Even in 1975, a nature magazine claimed that a thujone molecule was similar in structure to THC from the drug cannabis and that they therefore acted in a similar manner.

We now know that all these claims are inaccurate and false. Thujone is not like THC, although it does act on the GABA receptors of the brain, when taken in large amounts. We also know from testing Absinthes, including vintage Absinthe, that Absinthe only contains very small amounts of thujone, nowhere near enough to be harmful.
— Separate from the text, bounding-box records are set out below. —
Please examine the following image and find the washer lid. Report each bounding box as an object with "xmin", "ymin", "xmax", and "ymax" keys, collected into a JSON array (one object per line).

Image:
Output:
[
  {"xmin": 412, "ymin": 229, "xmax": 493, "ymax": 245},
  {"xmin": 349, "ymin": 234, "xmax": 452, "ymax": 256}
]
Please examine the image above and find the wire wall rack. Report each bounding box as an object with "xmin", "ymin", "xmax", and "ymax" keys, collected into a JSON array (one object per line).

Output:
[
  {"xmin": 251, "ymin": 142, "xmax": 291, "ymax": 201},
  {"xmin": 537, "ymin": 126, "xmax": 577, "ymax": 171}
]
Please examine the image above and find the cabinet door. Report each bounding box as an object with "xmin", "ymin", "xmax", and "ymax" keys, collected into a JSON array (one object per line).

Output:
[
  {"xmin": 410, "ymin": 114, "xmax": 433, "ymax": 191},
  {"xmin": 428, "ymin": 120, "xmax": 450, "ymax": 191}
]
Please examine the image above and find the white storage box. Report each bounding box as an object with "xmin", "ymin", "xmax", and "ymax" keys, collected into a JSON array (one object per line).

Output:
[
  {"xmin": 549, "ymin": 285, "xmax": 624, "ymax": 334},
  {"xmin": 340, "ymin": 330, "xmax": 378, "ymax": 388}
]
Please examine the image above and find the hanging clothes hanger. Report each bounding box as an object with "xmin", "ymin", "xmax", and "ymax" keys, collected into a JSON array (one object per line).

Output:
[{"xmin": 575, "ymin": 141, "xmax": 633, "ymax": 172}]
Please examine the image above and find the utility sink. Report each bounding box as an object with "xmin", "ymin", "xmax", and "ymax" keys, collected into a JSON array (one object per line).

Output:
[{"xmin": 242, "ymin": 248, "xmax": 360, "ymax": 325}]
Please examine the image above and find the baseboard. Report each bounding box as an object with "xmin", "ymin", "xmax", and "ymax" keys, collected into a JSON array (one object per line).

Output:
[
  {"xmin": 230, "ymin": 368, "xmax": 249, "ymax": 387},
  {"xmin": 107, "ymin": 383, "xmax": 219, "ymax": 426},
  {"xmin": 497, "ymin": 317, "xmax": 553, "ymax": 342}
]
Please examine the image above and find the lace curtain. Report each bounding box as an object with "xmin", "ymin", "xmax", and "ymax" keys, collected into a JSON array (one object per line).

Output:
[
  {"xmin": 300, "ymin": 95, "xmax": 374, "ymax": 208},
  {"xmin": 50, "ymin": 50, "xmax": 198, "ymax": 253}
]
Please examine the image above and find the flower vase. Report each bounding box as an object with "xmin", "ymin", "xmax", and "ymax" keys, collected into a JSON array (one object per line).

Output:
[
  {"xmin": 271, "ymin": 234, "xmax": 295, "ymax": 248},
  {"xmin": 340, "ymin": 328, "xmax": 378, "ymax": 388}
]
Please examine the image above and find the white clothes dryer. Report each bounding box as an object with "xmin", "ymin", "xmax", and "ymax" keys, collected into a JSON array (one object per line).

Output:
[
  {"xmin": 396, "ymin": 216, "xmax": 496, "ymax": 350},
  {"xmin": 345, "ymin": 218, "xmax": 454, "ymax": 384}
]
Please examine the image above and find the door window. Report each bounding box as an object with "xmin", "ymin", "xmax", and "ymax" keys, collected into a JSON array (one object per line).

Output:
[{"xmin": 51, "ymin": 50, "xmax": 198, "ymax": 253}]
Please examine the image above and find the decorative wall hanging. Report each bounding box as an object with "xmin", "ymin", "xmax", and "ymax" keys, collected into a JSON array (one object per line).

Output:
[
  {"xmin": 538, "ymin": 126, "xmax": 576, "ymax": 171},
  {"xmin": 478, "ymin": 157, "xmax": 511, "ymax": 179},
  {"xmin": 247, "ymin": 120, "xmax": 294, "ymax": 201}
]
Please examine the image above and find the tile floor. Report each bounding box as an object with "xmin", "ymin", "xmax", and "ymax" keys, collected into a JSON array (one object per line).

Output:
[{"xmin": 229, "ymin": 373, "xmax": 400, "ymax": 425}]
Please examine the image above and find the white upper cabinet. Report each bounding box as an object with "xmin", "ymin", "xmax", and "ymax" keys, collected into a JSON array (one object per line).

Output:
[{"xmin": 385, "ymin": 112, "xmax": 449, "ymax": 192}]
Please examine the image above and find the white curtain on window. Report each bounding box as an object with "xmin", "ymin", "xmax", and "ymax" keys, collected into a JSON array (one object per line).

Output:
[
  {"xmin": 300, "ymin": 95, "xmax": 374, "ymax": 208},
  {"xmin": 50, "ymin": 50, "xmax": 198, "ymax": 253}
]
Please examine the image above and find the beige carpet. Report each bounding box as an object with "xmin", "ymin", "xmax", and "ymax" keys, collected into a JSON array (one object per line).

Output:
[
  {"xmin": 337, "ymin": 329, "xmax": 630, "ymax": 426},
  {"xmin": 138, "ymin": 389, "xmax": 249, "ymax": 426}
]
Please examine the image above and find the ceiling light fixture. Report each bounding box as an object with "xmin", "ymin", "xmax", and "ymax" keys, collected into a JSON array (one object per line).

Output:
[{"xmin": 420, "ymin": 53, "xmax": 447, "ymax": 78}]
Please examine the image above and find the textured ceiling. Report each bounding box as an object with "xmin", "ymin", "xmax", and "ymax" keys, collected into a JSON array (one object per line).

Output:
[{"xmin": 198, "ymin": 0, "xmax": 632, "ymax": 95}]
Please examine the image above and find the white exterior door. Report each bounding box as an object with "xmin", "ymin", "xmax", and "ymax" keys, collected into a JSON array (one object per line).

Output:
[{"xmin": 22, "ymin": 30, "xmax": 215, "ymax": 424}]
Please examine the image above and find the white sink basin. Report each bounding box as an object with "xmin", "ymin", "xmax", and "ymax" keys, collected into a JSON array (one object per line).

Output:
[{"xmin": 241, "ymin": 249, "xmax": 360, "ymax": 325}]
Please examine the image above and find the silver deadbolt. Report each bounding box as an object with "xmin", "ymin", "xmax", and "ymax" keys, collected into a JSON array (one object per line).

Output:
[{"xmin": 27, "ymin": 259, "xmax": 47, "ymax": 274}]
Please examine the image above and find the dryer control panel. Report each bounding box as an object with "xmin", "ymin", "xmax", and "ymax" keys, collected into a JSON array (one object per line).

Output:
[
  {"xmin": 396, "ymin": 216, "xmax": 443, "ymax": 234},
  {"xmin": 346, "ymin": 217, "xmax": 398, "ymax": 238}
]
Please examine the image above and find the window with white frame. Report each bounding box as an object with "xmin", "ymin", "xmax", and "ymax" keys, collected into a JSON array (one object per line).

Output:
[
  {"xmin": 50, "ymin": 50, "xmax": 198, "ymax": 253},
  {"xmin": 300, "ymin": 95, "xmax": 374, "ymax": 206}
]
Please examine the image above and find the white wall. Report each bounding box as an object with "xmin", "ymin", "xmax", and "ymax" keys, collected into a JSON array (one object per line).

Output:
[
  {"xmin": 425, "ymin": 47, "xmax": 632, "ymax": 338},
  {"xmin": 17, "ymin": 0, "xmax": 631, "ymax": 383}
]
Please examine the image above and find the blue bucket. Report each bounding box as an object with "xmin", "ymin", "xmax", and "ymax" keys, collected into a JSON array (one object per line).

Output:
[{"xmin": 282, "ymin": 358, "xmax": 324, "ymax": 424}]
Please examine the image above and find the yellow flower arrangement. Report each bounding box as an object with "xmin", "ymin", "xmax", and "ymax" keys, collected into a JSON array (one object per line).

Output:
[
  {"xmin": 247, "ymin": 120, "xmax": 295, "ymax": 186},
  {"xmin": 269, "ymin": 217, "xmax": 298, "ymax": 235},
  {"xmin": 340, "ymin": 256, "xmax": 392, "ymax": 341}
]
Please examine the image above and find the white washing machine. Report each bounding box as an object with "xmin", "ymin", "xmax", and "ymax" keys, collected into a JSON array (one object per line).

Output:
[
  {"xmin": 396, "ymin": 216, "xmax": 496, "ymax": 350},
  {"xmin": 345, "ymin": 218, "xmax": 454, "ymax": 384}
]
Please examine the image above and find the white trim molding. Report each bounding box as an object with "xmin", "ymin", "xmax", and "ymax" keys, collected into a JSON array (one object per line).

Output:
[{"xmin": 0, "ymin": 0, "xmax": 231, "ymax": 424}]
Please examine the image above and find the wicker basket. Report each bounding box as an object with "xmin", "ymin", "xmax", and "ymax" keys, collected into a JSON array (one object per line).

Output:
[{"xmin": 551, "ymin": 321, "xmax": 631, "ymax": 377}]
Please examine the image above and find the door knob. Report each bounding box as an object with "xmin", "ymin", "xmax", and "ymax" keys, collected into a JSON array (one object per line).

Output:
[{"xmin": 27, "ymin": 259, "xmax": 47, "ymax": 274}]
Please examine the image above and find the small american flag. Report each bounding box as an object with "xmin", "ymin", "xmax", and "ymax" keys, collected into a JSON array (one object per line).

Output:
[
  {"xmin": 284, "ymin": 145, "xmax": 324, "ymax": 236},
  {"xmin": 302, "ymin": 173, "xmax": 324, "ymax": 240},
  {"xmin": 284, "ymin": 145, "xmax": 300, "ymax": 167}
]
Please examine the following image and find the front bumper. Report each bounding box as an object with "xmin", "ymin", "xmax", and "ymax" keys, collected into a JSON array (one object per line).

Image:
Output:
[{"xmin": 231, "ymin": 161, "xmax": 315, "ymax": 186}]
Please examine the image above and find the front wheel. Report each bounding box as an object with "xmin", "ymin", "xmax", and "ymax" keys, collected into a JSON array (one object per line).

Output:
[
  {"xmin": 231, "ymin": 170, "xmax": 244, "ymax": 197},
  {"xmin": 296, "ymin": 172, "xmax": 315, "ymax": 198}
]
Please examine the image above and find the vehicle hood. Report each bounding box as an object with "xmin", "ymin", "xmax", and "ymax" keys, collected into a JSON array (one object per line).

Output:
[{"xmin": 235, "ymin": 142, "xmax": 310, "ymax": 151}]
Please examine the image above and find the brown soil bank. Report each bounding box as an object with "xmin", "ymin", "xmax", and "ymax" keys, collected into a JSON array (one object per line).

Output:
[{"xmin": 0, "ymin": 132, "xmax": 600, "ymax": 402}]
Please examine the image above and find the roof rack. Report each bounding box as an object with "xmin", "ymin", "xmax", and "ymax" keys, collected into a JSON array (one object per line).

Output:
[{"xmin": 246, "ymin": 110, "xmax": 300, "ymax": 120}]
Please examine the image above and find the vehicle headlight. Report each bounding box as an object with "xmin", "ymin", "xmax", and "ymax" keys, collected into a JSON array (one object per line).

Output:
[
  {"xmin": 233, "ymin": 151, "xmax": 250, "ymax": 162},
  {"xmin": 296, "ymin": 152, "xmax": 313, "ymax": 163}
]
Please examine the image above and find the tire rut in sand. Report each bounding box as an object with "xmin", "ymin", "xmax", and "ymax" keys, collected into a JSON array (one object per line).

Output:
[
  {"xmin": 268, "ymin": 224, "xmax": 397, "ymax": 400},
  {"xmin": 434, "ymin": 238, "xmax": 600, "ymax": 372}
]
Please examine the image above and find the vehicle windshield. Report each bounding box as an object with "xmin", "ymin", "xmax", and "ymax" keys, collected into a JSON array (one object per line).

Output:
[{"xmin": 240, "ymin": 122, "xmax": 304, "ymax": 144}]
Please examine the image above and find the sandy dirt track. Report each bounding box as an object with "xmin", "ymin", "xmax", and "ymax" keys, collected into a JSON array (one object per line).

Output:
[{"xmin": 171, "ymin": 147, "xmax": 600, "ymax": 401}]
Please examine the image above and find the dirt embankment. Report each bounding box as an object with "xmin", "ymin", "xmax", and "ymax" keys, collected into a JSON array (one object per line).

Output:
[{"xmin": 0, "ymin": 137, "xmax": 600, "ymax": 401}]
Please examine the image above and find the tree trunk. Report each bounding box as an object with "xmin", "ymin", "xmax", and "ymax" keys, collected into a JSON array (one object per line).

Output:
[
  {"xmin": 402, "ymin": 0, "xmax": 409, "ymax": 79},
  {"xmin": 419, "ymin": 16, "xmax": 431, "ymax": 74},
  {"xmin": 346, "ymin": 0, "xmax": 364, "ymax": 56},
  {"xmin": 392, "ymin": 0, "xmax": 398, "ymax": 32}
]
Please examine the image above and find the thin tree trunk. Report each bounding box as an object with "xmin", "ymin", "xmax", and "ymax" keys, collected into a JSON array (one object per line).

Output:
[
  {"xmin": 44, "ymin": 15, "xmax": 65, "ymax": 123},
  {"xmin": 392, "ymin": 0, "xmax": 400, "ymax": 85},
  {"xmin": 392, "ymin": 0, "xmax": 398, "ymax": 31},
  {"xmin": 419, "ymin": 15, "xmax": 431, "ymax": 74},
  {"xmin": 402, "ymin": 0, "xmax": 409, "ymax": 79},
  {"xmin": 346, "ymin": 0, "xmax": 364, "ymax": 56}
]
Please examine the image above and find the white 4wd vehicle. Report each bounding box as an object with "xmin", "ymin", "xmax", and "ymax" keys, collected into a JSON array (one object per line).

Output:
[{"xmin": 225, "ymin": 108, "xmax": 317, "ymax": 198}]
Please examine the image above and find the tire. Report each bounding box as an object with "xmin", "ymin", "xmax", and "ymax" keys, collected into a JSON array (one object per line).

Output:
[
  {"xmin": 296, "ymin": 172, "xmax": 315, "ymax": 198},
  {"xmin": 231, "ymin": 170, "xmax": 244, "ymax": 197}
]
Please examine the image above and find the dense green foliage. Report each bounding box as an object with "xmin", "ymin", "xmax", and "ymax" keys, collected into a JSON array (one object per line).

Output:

You would have to drink vast amounts of Absinthe and die of alcohol poisoning before suffering any effects from thujone!

Although Absinthe will not cause us to hallucinate or convulse, it is a highly alcoholic drink which needs to be consumed with care because it will get you drunk quite quickly.

What is Absinthe proof?

Let’s see what the proof of well-known brands of Absinthe is:-

Lucid Absinthe 62% abv (124 proof)

La Clandestine Absinthe 53% abv (106 proof)

Sebor 55% abv (110 proof)

Pere Kermanns 60% abv (120 proof)

Pernod Absinthe 68% abv (136 proof0

Mari Mayans Collectors 70 70% abv (140 proof)

La Fee XS Absinthe Suisse 53% abv (106 proof)

La Fee XS Absinthe Francaise 68% abv (136 proof)

La Fee Bohemian 70% abv (140 proof)

La Fee Parisian 68% abv (136 proof)

Kubler 53 53% abv (106 proof)

Doubs Mystique Carte D’Or 65% abv (130 proof)

Roquette 1797 75% abv (150 proof)

Jade PF 1901 68% abv (136 proof)

Jade Edouard 72% abv (144 proof)

Jade Verte Suisse 65% abv (130 proof)

Jade Nouvelle Orleans 68% abv (136 proof)

If we compare that to other alcoholic beverages we can see that Absinthe is very strong:-

Absolut Blue Vodka 40% abv (80 proof)

Jose Cuervo Gold Tequila 38% abv (76 proof)

Beer tends to be 4 or 5% alcohol by volume (8-10 proof).

Table Wine 9-12% alcohol by volume (18-24 proof).

Johnnie Walker Black Label Scotch Whisky 40% alcohol by volume (80 proof).

Everclear 95% abv (190 proof)

If you make homemade Absinthe using essences from AbsintheKit.com then your homemade Absinthe’s proof will depend on what neutral alcohol you use.

What is Absinthe proof? Very high is the answer!